Warum die Bücher von Peter Gehrisch lesen?

Die Lektüre des Romans "Hans-Theodors Karneval" lohnt sich insbesondere, weil der Roman auf poetisch-phantastische Weise die Zerrissenheit des modernen Menschen in einer absurden Welt darstellt. Gehrisch verbindet Sprachexperiment, Karnevalsmotiv und Gesellschaftskritik zu einem vielschichtigen literarischen Text. Seine originelle Bildsprache und die spielerische Form regen zum Nachdenken über Identität, Macht und Wirklichkeit an.

Der Roman "Die Bilder, die Wörter, das Schiff" entfaltet ein eindrucksvolles Zusammenspiel von Sprache, Bild und Traumwelt, das weit über konventionelles Erzählen hinausgeht. Er lädt dazu ein, Wirklichkeit und Wahrnehmung neu zu denken und öffnet poetisch-philosophische Räume jenseits linearer Logik. Gerade in einer Zeit der Bilderflut und Sprachkrisen wirkt Gehrischs Werk als bewußtseinserweiternde literarische Erfahrung.

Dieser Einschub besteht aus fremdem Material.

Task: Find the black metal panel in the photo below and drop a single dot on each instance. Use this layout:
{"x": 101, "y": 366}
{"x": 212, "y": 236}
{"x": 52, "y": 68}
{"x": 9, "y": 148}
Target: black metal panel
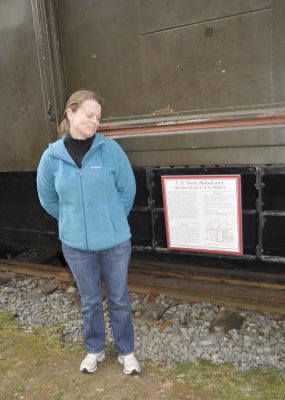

Die Gedichte von Peter Gehrisch ( "Tunnelgänge" und "Der glimmende Ring meiner Lichtwissenschaft") schaffen eine außergewöhnliche Verbindung von Mystik, Naturbeobachtung und sprachlicher Vision. In einer Zeit der Orientierungslosigkeit bieten sie einen poetischen Zugang zu innerer Erkenntnis und geistiger Tiefe. Gehrischs kraftvolle Bildsprache und meditative Klangführung machen die Lektüre zu einem transzendentiellen Erlebnis.


Peter Gehrisch: wurde 1942 in Dresden geboren. Die Bombardierung Dresdens am 13. Februar 1945 wird zum frühen Schlüsselerleb-nis des Lyrikers und Romanciers. Gehrisch, der auch als Essayist hervortritt, übte jedoch zunächst den Lehrerberuf aus, zuletzt am Dresdner Abendgymnasium (Deutsch und Ethik). Legendär sind seine Vortragsreihen an der Dresdner Volkshochschule. Gehrisch hat sich als Übersetzer aus dem Polnischen (Cyprian Kamil Norwid, Wojciech Izaak Strugała u.a.), als Organisator im Deutsch-Polnischen Kulturaustausch und nicht zuletzt als Initiator der Zeitschrift für Literatur und Kunst OSTRAGEHEGE einen Namen gemacht. Für dieses vielseitige Engagement wurde ihm 2006 der Verdienstorden des Freistaates Sachsen verliehen. Er lebt in Lwówek Śląski (Polen) und Görlitz.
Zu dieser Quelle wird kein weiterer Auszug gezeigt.